Potential Energy = mass * gravitational acceleration * height
Since the ball is only dropped, its initial velocity is zero. Thus, all of the potential energy is converted to kinetic energy.
So, if the ball were dropped from a height of 3.0 meters, the potential energy at that height would be converted to kinetic energy upon hitting the ground.
Therefore, the student's claim is incorrect.

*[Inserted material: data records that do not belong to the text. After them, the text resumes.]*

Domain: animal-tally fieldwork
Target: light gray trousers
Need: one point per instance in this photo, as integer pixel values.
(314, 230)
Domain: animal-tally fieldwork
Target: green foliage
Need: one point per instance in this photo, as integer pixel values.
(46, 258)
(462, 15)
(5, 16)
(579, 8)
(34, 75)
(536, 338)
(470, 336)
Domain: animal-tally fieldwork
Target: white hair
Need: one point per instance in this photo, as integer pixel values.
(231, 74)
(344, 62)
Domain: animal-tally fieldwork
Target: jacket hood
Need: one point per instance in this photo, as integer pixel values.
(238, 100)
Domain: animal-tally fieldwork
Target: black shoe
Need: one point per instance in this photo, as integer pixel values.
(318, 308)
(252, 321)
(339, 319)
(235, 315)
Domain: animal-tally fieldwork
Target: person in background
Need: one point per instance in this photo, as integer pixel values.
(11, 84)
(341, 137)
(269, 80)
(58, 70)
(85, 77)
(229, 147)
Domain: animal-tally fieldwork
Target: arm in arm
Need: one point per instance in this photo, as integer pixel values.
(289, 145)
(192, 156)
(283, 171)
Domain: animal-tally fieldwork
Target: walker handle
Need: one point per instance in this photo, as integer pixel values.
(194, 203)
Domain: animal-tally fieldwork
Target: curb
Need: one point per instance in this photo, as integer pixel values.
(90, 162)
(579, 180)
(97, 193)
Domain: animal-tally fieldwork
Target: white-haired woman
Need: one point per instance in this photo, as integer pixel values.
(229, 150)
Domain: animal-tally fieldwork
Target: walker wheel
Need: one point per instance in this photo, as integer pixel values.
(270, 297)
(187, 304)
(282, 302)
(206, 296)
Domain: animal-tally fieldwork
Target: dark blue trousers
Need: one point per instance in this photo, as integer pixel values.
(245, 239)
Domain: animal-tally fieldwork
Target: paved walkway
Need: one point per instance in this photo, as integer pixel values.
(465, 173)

The kinetic energy upon hitting the ground would be equal to the potential energy at the height of 3.0 meters, which in turn would depend on the mass of the ball.
To determine whether the student's claim is correct, we need to calculate the kinetic energy of the ball when it hits the ground.
The formula for calculating kinetic energy is:
Kinetic Energy (KE) = 1/2 * mass * velocity^2
In this case, we don't have the mass or velocity of the ball, but we can use the principle of conservation of energy to find the velocity.
When the ball is dropped, it converts its potential energy (mgh) into kinetic energy (KE), where m is the mass of the ball, g is the acceleration due to gravity (approximately 9.8 m/s^2), and h is the height from which the ball is dropped.
Since the ball is dropped from a height of 3.0 meters in this case, the potential energy is given by:
Potential Energy (PE) = m * g * h
We can equate the potential energy to the kinetic energy:
Potential Energy (PE) = Kinetic Energy (KE)
m * g * h = 1/2 * m * v^2
Where v is the velocity of the ball.
Simplifying the equation:
m * g * h = 1/2 * m * v^2
Now we can cancel out the mass (m) on both sides of the equation:
g * h = 1/2 * v^2
Next, we isolate v^2 by multiplying both sides by 2:
2 * g * h = v^2
Finally, we take the square root of both sides to find the velocity:
v = √(2 * g * h)
Now we can substitute the given values into the equation:
v = √(2 * 9.8 m/s^2 * 3.0 m)
v = √(58.8 m^2/s^2)
v ≈ 7.67 m/s
Now that we have the velocity, we can calculate the kinetic energy:
KE = 1/2 * m * v^2
However, we still don't know the mass of the ball, so we cannot calculate the exact kinetic energy. Therefore, we cannot determine whether the student's claim is correct or not without knowing the mass of the ball.